Harvey Weinstein, following in the footsteps of other high-profile Hollywood convicts, has hired a “prison consultant” to help ease him into life behind bars, according to the New York Post.
The entertainment mega-mogul was convicted, Monday, of two counts of criminal sexual conduct, and is facing between 5 and 29 years in prison, and he’s hoping to avoid serving time in New York’s notorious Rikers Island prison, which is miserable for even the most hardened of inmates.
“The life-behind-bars expert is not a psychologist, but he is helping Weinstein’s camp with logistics, for example, making sure he gets the proper medical care in jail,” Weinstein spokesman Juda Engelmayer told the Post.
“The consultant was hired as a precautionary measure,” the outlet added, before a jury found Weinstein guilty on one count of first degree criminal sexual assault and one count of third degree rape, by a legal team that was likely confident Weinstein would not be convicted.
So far, Weinstein has been able to avoid jail life altogether. Immediately following his appearance in court, en route to Rikers Island where he was supposed to be held pending his sentencing hearing on March 11, Weinstein complained of chest pains and heart palpatations and was taken to New York’s Bellevue Hospital, which serves Rikers’ inmates.

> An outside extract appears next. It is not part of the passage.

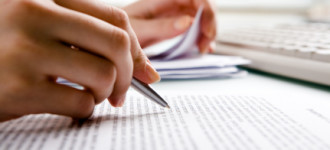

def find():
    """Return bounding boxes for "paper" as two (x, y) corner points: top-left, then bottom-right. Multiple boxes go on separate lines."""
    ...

Weinstein remains in the hospital, according to his attorneys, and it is not known when (or if) he’ll be tranferred out.
“When I saw him yesterday, I was not expecting him to be in as good spirits as he was,” his lawyer told ABC News on Wednesday. “He was in pretty good shape — pretty focused on the future, what the next steps are.”
“Obviously, we all wish he was sleeping in his own bed right now, but he appeared to be as healthy as possible, although his vital signs might not have been ideal, but he was trying to motivate me and passing the message along to the rest of the team to keep fighting for him,” the attorney added. “He’s been consistent from the day I met him about his innocence, and he’s still very forceful in proclaiming that ‘I didn’t sexually assault anyone and I didn’t rape anyone.'”
Weinstein may try to stay in the hospital until his sentencing, so that he can avoid having to spend time at Rikers Island. The judge will determine Weinstein’s “permanent home” when Weinstein is sentenced, and it’s more likely, then, that he’ll be sent to a “lightweight” prison or medical facility where he’ll serve hard time in softer surroundings.
If he does go to Rikers, he won’t spend more than a few months there, however. Weinstein is slated to stand trial on four more counts of criminal sexual conduct, this time in Los Angeles, where he’s “accused of forcible rape, forcible oral copulation, sexual penetration by use of force and sexual battery by restraint, stemming from two separate incidents over two days in 2013,” per the Post.
Weinstein isn’t alone, though, in splashing out money to make jail easier. Lori Loughlin, who was caught up in the notorious “Operation Varsity Blues” scandal that saw Hollywood celebrities and business tycoons allegedly bribing college admissions departments to accept their children, hired a “jail consultant” in case she was convicted.
Prison consultants can cost a pretty penny, according to Google. The best can charge upwards of $100,000.